Upload (2020) s02e02 – Dinner Party

Both Robbie Amell and Andy Allo spend this episode getting used to their new normals (without each other), with Allo having a much better time of it. She gets to hang out with new beau Paulo Costanzo, which means a bunch of flirting, but also finding out some of the Luds anti-digital afterlife plans.

Amell’s just got to suffer through fiancée Allegra Edwards throwing a dinner party; the audience now knows Edwards is lying to him about being dead. She’s just in a VR suit in her bathtub 24/7. She invites the worst people she can find around the place, letting Amell invite his poor friend Phoebe Miu for some contrast. Kevin Bigley’s there too, but he’d either be an Amell invite or as Vic Michaelis’s plus one. Michaelis is Edwards’s grandma, who spends her digital afterlife drunk and knocking boots with Bigley.

Michaelis also gets a conversation with fellow rich guest William B. Davis (as a Koch brother analog) about how much fun it is to be racist and how women getting the vote caused the Great Depression. Davis has some unlikely, seemingly empathetic ideas about the poors receiving a digital afterlife, too, surprising Amell and horrifying Edwards. Bigley gets it in his head there’s something to Davis’s interest concerning the big conspiracy against Amell (Amell having programmed a free digital afterlife and apparently murdered for it), but Amell’s too busy with the dinner party. Specifically the help.

In addition to Allo’s adventures with the Luds, the episode’s also got Zainab Johnson and her new sidekick, Mackenzie Cardwell, trying to keep up with Edwards’s demands for the dinner party. Edwards is just too much of a Karen for the AI to keep up with her; there are some great scenes for Owen Daniels, who plays all the in-world AI characters. When Cardwell enters the digital afterlife, she uses Allo’s existing avatar, sending Amell into conniptions.

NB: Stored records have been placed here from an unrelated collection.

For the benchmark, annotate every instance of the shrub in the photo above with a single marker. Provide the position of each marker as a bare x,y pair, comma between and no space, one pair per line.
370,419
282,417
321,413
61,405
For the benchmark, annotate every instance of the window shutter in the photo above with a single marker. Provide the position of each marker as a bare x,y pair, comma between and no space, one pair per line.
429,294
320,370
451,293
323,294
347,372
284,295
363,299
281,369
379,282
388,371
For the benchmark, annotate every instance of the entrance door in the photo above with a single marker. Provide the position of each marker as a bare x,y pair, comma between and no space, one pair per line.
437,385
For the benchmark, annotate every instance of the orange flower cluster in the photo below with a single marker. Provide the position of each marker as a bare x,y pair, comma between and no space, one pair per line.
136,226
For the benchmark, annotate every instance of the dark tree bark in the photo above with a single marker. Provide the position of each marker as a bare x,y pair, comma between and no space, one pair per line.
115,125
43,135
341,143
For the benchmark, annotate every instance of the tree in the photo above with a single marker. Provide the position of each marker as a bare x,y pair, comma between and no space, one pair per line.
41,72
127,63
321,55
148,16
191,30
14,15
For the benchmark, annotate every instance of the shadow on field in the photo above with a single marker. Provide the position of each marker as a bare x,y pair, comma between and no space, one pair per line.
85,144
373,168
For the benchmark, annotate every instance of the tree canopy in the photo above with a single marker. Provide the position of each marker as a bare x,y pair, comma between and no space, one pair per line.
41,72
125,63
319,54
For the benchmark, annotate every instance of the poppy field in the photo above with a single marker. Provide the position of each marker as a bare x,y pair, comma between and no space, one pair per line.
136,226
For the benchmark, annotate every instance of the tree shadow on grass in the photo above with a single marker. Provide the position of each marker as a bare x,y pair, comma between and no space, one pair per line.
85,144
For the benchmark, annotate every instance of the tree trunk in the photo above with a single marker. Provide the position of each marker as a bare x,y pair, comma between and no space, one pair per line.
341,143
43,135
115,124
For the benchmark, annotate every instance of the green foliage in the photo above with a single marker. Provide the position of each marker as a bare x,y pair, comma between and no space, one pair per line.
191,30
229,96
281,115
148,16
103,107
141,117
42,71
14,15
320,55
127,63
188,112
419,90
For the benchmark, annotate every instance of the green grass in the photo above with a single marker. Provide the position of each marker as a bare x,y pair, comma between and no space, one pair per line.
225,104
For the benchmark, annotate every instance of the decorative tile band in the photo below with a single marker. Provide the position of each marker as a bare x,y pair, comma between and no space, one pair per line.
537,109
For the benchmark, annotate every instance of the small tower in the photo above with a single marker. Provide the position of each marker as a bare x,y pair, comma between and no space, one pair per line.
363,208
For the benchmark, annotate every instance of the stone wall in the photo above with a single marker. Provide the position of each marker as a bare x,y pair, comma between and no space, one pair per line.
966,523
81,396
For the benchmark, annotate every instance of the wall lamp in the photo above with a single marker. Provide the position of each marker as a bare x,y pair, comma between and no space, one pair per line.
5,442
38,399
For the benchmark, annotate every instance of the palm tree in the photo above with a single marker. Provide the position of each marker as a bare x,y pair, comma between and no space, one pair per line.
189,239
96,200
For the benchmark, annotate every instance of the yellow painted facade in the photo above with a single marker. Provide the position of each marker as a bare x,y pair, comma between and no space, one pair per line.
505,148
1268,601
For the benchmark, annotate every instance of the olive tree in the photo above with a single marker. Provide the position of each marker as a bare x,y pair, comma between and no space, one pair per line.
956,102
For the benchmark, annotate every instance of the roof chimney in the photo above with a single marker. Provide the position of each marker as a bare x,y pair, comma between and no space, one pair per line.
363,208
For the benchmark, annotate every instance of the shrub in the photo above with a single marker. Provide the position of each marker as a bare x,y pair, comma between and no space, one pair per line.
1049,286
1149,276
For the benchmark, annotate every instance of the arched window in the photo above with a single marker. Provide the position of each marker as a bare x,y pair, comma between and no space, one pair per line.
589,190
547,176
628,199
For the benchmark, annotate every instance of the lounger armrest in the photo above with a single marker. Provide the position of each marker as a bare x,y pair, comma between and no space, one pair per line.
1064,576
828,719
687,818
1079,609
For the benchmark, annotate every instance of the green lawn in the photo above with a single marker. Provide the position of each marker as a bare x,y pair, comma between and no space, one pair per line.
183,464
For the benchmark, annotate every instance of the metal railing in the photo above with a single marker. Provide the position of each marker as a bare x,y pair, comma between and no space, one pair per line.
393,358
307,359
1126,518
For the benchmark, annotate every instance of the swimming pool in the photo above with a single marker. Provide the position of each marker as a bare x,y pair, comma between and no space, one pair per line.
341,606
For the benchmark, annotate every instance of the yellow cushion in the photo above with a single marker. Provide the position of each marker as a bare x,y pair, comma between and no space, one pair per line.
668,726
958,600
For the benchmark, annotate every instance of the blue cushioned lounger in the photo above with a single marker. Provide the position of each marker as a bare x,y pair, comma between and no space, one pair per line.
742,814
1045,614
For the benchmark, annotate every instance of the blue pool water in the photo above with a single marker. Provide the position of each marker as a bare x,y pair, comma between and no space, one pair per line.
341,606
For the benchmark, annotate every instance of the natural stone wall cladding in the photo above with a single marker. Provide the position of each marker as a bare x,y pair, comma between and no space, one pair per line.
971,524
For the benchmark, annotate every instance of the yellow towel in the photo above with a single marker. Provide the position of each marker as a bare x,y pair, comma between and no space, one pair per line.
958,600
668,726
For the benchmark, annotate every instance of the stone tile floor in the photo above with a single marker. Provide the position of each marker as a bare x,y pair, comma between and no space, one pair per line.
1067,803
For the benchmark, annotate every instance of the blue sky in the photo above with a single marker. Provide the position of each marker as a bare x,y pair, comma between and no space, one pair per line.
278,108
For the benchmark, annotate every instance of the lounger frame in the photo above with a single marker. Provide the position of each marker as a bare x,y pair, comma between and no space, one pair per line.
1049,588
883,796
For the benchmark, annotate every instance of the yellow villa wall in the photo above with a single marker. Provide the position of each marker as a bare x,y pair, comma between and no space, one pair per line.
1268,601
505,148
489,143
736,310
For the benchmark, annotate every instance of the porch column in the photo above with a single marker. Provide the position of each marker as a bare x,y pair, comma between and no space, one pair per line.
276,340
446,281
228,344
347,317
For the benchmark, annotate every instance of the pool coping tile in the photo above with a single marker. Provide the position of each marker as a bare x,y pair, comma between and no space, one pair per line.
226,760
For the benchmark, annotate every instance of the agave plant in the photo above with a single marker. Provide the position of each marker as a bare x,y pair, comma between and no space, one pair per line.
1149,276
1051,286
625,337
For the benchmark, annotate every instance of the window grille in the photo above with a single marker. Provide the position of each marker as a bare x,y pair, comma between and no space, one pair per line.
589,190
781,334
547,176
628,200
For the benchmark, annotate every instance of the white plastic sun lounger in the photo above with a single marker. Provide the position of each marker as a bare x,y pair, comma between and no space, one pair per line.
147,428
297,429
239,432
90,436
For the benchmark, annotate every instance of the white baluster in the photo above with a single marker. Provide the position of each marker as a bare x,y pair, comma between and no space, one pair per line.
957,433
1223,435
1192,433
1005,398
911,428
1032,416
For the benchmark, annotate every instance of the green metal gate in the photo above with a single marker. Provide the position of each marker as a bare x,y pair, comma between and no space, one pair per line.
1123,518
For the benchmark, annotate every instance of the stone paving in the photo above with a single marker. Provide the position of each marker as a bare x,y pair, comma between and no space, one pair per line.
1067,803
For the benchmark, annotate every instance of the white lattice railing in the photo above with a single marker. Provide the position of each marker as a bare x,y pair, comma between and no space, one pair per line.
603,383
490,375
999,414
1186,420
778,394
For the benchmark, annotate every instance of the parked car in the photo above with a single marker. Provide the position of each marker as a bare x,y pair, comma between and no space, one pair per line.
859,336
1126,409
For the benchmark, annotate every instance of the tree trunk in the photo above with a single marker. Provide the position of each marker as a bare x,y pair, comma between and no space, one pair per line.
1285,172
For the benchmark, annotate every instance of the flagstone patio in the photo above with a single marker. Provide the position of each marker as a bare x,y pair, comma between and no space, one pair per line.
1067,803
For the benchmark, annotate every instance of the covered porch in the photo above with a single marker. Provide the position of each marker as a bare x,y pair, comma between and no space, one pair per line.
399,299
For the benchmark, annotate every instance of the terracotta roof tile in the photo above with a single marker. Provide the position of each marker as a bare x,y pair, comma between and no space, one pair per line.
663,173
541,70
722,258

While there are some funny faux pas moments for Amell and Cardwell Allo, it’s also some jarringly unlikable Amell for a while. Once he gets the identities sorted out, he gets really short–a complete reverse from when he doesn’t know and is falling over himself to pay attention to Cardwell Allo in front of Edwards. Although Amell told Edwards he’d had a digital afterlife fling last episode, it’s unclear if she knows it’s Allo.

Anyway.

They use Amell’s brief foray into unlikable as a character development arc, as well as a way to further establish Cardwell. Johnson’s got a great line about Amell being a “human bowl of oatmeal” who drives the other girls wild.

Meanwhile, the real Allo ends the episode getting even more involved with the Luds, specifically their plans for hacking the digital afterlife and leveraging her experience (and job) to do it.